Article 6 would bolster the market for voluntary carbon offsets, used by companies to offset emissions, and unleash a wave of investment and liquidity in a market that is tipped to grow by a factor of at least 15 by 2030, according to the Taskforce on Scaling Voluntary Carbon Markets.
An agreement on the issue in Glasgow is essential in holding polluters accountable under a global system and strengthening emissions reductions over time, said Conrad, who is also executive director of the Coalition for Rainforest Nations, a climate advocacy group representing more than 50 nations. Companies, cities, states and countries should all become part of the global accounting system, he said.
"The voluntary markets aren't even close to that kind of ambition, that kind of robustness," Conrad said.
A global price on carbon
Once Article 6 is finalized, attention would turn to trying to negotiate a global price of carbon. Reaching net-zero emissions by 2050 would require a price of $100 per tonne of CO2, according to a Reuters poll of climate economists, incentivizing the switch to renewables.
But like with other climate issues, reaching a consensus on a carbon price will not be easy. "I am not personally optimistic about an internationally agreed carbon price; there have been no real breakthroughs," said Faustine Delasalle, co-executive director of climate group Mission Possible, which works on climate action with 300 companies in industrial sectors that are difficult to decarbonize.
Industrial sectors are most impacted by carbon pricing regimes and also face strong international competition, Delasalle said, especially if production can be shifted to jurisdictions where pollution is cheaper or not priced at all, an effect called carbon leakage.
Delasalle sees movement at a national level, with countries developing new approaches to carbon pricing. "The fact that the EU is speaking openly about a carbon border is a major breakthrough," she said in an Oct. 12 interview.
Sectors like steel and chemicals, which are harder and costlier to decarbonize, are not yet at the forefront of COP negotiations and often not even featured in countries' Nationally Determined Contributions, or NDCs, despite representing about one-third of global emissions, Delasalle said. "Governments reach to the lowest-hanging fruits."
Calls for nearer-term targets
Implementing Article 6 successfully would allow nations to leverage carbon markets in their quest for net-zero.

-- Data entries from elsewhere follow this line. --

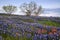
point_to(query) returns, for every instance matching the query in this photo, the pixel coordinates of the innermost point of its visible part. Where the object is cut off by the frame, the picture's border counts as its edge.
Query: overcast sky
(50, 4)
(44, 3)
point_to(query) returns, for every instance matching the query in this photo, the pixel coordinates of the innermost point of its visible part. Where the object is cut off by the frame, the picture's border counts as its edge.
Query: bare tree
(9, 9)
(30, 8)
(38, 11)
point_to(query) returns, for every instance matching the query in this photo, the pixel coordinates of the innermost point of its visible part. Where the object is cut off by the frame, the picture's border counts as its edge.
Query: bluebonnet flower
(28, 35)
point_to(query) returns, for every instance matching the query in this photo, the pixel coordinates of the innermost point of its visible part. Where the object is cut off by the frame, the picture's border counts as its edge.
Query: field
(18, 27)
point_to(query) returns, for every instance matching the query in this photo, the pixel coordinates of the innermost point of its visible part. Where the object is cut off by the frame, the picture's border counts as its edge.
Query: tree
(30, 8)
(9, 9)
(38, 11)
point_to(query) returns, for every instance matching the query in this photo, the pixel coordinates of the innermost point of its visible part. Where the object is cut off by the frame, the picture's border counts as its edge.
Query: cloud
(53, 14)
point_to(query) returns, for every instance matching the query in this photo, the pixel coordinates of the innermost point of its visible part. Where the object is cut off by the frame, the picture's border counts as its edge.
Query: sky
(48, 4)
(44, 3)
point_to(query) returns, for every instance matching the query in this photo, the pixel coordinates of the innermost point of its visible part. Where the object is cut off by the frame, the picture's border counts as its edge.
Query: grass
(49, 23)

Economies like the U.S. and U.K., as well as the EU, have among the most ambitious emissions-reduction goals in place.
"[The targets] are going to require very radical measures in all of those countries," Peter Betts, a former U.K. and EU climate negotiator, said in an interview. "There are going to be moments ... where there are real crunches, where the policy really starts to bite."

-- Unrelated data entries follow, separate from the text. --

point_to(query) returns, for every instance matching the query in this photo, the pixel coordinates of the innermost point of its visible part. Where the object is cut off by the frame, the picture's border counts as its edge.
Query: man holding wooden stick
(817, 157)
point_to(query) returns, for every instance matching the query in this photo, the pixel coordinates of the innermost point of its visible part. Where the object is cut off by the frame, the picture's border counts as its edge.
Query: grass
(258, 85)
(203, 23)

One of the chief goals of the Glasgow talks is a strengthening of countries' NDCs. While many economies now have ambitions to be carbon neutral by 2050 or 2060, not all of them have interim goals that would help improve visibility for businesses.
"If you had 2050 profit targets and you presented them to analysts, they would say, 'That's all very interesting but show me what you're doing in the next four quarters,'" John Browne, former CEO of oil major BP PLC, said at the BNEF Summit in London on Oct. 18 about the need for interim targets.
The adoption of nearer-term goals would help avoid delaying climate action, according to Benito Müller, convener of international climate policy research at the University of Oxford's Environmental Change Institute.
If countries just have a long-term net-zero target, there is a "tremendous" temptation to procrastinate, Müller said in an interview. Having regular interim targets and assessments "is very important to avoid that," he said.
While strengthened commitments from the big emitters might prove to be one success from Glasgow, issues like Article 6 remain at the behest of the COP's format of consensus-based negotiation.
"Everything is consensus," Betts said. "In a way it's remarkable how much has been achieved [through the COP process] so far."